I’m not suggesting that no level of social sanction in the face of deliberate and likely prolonged cheating is appropriate. I would, however, suggest that perhaps what has been uncovered by Freake’s failed urine test is not so much sinister as it is sad.

In addition to testing positive for EPO, a cancer drug commonly used by endurance athletes looking to cheat, Freake’s sample tested positive for DNP, a metabolic rate-boosting compound once used in diet pills. Clinical use of DNP was discontinued in 1938 because of dangerous, often lethal side effects, including cataracts, skin lesions, nausea, vomiting, seizures and fatal hyperthermia. Despite this, DNP’s continued use as a black market weight loss drug has lead to numerous overdose deaths in recent years, including five deaths in the United Kingdom just last year. Health Canada has not approved any drugs or health products containing DNP and does not consider it safe for human consumption at any dose.

Freake also tested positive for Cardarine (sometimes called Endurobol), a pharmaceutical compound first developed in the 1990s, which was abandoned in 2007 after clinical trials showed that the drug lead to rapidly developing cancers in mice and rats. For obvious ethical reasons, there have been no clinical studies on the long-term use and effects of Cardarine in humans.

In other words, Freake — an ostensibly healthy athlete in the prime of his life — was effectively playing Russian roulette, taking dangerous banned substances of dubious benefit to an endurance athlete in pursuit of a handful of minor podium finishes and some free Brooks running gear. The level of disordered reasoning that goes into taking such an extraordinary risk for such a low-stakes return is, above anything else, tragic, and warrants our concern far more than it warrants our scorn.

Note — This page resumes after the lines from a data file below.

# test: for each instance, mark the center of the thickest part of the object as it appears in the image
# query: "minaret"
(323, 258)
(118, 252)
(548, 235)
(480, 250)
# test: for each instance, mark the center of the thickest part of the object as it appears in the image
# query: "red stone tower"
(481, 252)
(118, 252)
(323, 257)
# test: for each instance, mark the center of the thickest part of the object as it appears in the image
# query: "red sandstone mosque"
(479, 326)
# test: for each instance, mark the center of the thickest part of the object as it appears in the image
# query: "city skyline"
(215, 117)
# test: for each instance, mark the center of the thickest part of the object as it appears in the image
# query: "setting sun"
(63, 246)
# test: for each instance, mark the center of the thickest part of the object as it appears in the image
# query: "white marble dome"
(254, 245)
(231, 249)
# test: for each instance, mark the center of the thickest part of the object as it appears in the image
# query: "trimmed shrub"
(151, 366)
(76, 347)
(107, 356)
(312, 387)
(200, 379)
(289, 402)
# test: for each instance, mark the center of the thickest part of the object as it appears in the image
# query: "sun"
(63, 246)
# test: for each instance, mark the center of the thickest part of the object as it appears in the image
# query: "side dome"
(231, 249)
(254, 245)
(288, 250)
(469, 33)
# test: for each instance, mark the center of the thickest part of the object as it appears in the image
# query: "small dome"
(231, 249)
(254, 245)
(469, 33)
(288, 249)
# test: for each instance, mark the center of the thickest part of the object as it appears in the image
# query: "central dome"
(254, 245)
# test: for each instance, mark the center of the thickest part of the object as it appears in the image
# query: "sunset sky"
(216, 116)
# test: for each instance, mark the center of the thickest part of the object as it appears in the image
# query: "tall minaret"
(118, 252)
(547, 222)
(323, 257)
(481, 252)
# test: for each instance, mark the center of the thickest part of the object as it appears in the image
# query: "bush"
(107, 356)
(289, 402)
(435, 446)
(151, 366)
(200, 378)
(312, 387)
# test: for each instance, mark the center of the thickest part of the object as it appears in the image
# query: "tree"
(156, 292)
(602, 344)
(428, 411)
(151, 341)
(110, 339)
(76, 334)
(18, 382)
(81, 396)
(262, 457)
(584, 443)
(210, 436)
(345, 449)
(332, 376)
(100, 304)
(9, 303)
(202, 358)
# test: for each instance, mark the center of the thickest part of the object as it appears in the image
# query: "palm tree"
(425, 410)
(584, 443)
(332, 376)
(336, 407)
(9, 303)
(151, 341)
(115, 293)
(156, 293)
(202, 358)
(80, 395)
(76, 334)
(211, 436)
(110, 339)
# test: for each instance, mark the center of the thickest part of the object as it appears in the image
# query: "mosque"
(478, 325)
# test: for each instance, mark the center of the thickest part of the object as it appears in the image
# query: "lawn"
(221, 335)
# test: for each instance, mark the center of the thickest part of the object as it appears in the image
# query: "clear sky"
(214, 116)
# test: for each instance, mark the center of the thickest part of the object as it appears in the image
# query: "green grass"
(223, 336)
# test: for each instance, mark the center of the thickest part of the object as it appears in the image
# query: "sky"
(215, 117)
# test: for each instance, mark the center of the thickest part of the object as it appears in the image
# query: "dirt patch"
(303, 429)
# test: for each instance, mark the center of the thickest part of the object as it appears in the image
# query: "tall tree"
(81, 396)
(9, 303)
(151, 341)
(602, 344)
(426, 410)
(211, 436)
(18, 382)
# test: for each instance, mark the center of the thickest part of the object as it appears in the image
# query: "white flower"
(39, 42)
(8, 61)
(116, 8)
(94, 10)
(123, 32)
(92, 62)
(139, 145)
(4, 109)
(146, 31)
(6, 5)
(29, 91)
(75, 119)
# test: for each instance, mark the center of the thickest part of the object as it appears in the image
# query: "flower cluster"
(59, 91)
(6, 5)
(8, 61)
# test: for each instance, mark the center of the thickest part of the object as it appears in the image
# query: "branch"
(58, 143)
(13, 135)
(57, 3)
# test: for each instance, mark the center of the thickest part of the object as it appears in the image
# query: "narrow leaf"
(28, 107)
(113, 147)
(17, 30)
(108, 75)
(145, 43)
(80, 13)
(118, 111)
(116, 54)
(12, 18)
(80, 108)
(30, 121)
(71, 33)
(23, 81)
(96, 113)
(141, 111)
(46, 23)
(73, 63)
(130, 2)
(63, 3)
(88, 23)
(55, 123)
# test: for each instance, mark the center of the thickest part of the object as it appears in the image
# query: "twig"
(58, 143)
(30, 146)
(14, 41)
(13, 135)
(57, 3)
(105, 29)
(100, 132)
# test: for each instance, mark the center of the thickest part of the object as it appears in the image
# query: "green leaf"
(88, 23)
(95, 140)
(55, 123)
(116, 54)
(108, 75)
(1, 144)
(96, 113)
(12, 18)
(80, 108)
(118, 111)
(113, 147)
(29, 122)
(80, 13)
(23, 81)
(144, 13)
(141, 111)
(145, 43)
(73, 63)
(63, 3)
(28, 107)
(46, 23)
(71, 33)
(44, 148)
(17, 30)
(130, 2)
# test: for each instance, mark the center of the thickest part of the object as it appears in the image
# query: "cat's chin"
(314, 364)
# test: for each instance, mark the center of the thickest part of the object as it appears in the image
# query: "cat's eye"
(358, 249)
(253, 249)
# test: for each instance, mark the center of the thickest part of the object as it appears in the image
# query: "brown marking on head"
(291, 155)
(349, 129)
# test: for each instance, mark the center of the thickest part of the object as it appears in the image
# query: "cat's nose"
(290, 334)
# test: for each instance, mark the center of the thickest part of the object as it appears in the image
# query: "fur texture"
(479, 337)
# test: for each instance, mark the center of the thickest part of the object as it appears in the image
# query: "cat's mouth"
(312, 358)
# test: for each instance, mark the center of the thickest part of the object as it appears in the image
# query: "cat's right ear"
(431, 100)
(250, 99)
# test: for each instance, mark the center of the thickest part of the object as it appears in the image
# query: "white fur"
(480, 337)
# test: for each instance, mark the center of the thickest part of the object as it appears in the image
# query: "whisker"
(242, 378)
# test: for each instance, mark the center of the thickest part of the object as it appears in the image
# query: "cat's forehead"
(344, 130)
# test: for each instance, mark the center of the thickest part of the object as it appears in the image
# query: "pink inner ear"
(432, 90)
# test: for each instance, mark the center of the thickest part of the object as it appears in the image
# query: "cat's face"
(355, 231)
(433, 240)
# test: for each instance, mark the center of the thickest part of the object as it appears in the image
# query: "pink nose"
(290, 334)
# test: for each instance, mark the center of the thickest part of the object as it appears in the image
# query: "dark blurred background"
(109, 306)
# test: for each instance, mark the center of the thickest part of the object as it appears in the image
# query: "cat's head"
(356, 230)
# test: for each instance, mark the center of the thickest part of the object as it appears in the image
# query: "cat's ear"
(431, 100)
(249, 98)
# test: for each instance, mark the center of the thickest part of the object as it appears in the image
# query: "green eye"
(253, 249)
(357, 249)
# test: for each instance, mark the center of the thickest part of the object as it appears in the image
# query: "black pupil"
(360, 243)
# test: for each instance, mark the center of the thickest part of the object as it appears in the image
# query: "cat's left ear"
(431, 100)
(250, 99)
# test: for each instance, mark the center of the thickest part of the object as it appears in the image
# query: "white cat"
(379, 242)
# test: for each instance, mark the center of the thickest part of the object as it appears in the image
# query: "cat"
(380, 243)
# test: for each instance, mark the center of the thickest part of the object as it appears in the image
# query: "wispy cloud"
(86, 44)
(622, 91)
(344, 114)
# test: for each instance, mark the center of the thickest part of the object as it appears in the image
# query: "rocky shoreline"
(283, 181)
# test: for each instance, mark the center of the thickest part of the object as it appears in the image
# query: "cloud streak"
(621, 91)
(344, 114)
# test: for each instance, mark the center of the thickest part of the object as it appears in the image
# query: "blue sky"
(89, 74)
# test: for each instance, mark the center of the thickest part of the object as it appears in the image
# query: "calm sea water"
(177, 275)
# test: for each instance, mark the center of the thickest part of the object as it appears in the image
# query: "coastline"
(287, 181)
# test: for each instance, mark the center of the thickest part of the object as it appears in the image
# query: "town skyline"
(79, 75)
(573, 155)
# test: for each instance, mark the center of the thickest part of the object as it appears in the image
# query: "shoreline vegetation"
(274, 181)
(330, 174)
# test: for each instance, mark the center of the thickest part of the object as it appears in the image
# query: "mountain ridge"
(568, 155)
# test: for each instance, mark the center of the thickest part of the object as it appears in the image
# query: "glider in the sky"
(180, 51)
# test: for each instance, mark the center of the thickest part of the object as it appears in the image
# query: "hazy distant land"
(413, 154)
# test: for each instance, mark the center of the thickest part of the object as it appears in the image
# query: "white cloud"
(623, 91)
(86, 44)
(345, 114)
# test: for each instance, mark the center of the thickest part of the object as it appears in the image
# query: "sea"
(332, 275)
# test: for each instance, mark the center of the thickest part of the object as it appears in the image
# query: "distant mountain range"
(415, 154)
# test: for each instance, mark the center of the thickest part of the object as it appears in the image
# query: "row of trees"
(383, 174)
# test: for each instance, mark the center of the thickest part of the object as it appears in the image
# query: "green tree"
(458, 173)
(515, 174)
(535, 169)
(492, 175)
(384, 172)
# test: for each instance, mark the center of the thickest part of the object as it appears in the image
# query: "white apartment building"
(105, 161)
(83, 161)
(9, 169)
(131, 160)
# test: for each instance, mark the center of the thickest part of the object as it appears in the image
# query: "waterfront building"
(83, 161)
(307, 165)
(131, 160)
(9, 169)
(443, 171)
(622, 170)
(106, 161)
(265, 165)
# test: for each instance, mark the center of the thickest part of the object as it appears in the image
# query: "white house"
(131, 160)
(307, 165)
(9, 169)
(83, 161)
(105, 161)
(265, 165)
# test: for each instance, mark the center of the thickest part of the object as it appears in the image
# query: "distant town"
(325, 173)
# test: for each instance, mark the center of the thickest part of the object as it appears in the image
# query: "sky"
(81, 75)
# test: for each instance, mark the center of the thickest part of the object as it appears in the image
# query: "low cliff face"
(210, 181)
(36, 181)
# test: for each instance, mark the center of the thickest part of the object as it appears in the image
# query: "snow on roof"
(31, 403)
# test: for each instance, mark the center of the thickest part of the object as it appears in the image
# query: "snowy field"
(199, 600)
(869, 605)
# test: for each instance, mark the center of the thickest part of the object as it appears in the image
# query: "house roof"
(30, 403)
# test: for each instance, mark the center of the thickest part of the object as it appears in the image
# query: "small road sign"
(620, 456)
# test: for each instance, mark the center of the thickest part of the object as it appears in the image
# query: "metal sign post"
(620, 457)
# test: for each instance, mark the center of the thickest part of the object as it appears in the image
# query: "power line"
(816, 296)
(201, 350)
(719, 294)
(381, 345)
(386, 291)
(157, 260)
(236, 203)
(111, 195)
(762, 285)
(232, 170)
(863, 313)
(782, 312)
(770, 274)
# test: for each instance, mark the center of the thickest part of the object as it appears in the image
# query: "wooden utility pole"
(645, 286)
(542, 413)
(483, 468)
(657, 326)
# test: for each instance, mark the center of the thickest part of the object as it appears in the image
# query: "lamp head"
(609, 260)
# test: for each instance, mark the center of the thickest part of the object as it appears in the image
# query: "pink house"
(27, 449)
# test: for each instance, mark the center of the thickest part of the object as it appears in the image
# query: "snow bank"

There are cases that provide us a glimpse into systemic doping practices or pervasive cultures of unethical behaviour within a sports community; I don’t believe this is one of them. Catching a runner at Freake’s level — in the liminal space between an elite international athlete and dedicated rec runner — was an unusual event, but it wasn’t random. Paul Melia, CEO of CCES, told the CBC as much earlier this week, saying that the decision to test Freake was “not completely random, but we don’t get into publicly discussing the different variables that we use to decide the testing.”

To read between the lines: it was a tip-off that lead the CCES to collect an in-competition sample from Freake following the 2019 Ottawa Marathon (a race he notably did not finish). His ban serves as evidence not of a culture of dishonestly in Canadian amateur sport, but of the community’s unwillingness to tolerate such behaviour, even in an athlete of little consequence on the national racing scene.

I write this not as a defence of Freake — he knowingly broke the rules and deserves the ban — but rather, as a defence of the soul of this community. In a sport rife with corruption and cheating, the public pile-on has its place, but this isn’t it. We can have a conversation about doping — even doping at the amateur level — that retains some semblance of caution, reflection, and a sense that perhaps the offending party in some cases might not have the wherewithal to withstand the full brunt of the running community’s online ire. 

Doubtless, Freake’s performances while doping have robbed clean athletes of wins and podium finishes that might have otherwise been the high-points of their amateur careers; for how long this has been the case, we don’t know. Weighing the question of what is a fitting punishment for this transgression, I’ve asked myself what these moments in my own running career are worth to me. How much do I value that first-place finish in my hometown half? What would it mean to have that moment stolen? Is it worth the health, well-being and sanity of a human being in crisis?